Further research has actually revealed that the poet did not present his father this poem. This means that he was addressing the poem to himself as opposed to the prevalent view that it was primarily meant for his father. Thomas needed to encourage himself to be strong even though he knew that it was unrealistic to ask his father to resort to the same energy levels he bore while serving as a militant. The poet could not bring himself in to accepting the fact that his father’s “departure” was nigh. From his viewpoint, one should be able to fight to the end with regard to life.

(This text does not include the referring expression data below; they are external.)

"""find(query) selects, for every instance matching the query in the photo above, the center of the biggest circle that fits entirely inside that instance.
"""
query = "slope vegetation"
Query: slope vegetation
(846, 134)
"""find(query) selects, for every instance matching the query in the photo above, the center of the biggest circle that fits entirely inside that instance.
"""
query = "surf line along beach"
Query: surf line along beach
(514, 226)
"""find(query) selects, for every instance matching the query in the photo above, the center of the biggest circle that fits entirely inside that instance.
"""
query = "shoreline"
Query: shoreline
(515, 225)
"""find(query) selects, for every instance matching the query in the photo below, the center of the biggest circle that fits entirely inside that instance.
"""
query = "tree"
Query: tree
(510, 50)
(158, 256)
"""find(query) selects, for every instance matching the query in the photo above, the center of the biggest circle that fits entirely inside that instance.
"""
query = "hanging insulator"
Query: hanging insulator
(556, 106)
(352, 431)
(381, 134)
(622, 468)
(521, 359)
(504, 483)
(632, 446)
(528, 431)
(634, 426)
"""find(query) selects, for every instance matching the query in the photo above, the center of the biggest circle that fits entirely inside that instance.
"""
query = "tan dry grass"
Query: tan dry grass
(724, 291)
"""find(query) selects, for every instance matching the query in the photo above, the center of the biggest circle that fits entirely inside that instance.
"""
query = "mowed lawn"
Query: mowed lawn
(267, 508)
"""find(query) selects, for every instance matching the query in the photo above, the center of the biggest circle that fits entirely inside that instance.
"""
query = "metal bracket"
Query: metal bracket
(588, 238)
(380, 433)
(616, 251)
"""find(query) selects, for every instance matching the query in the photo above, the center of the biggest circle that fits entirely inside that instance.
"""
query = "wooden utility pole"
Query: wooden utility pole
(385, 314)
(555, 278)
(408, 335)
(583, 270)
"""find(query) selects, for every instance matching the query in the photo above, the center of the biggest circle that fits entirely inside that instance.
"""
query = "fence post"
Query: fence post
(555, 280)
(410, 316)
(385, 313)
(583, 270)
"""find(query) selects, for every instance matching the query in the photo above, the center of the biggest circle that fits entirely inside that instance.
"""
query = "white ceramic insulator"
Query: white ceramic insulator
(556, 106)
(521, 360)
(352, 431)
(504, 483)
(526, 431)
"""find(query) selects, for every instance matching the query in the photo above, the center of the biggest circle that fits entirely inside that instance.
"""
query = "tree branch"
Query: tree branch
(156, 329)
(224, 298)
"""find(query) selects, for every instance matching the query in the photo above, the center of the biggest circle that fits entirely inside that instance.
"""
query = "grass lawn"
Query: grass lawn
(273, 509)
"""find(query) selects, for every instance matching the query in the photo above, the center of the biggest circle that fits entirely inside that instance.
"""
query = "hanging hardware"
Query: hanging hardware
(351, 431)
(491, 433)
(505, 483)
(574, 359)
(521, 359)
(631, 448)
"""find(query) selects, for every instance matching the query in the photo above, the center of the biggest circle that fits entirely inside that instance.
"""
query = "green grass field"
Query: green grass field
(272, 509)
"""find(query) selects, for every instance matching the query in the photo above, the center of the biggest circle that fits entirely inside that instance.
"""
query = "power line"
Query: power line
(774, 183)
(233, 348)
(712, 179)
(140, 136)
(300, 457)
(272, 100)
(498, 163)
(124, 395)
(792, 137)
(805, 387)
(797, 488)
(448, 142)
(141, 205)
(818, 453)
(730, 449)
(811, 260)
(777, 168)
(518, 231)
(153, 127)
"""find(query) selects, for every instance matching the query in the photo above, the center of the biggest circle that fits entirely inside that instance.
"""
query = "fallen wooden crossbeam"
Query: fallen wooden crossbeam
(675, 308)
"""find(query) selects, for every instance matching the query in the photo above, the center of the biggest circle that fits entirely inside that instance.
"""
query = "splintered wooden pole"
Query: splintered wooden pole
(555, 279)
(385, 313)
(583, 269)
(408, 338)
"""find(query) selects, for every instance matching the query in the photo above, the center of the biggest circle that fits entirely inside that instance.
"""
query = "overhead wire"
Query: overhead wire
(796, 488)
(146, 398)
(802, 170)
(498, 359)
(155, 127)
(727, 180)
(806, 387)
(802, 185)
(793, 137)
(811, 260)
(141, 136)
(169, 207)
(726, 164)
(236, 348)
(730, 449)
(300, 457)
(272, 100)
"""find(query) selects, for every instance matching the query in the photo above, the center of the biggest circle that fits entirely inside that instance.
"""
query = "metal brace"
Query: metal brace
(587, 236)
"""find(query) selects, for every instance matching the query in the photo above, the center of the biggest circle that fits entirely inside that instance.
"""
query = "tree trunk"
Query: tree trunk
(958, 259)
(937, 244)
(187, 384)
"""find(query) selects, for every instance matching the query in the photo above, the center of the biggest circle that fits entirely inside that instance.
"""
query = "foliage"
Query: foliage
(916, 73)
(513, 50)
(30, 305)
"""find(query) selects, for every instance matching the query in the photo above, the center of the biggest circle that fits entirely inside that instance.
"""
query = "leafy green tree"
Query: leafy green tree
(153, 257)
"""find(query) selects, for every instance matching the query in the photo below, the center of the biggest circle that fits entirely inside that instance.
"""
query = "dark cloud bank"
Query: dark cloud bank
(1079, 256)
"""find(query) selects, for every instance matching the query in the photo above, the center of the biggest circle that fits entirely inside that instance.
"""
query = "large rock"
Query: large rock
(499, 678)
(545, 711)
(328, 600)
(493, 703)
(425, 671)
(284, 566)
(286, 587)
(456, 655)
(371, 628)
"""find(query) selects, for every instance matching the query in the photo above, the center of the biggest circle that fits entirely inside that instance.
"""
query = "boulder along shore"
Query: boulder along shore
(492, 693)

Thomas uses the villanelle to beseech his dying father to rage thus creating irony. He also employs the same due to its recurring nature in order to create prominence within the messages. Day and night are symbols used to identify life and death respectively, with the poet insisting that one must always choose life over death at all instances.
Interestingly, the poet could have been addressing is own fears within the poem and not necessarily his father’s needs. Thomas’ father was a very important person in his life and he was afraid that death would deprive him of the relationship between them. The poem therefore encouraged and reminded Thomas that life is quite significant and therefore mandating hope at all instances. Of course, it was almost impossible to encourage a dying man to live the way he used to live before, as such days since death within the prime of life is an inevitable happening. Probably Thomas wanted to maintain a script that he could for optimism during his demise period.
Gardner, J. E. (2008). Writing About Literature: A Portable Guide. Boston, MA: Bedford/St. Martins.
Kelly, J. (2007). The Seagull Reader: Poems. New York, NY: W.W. Norton & Co.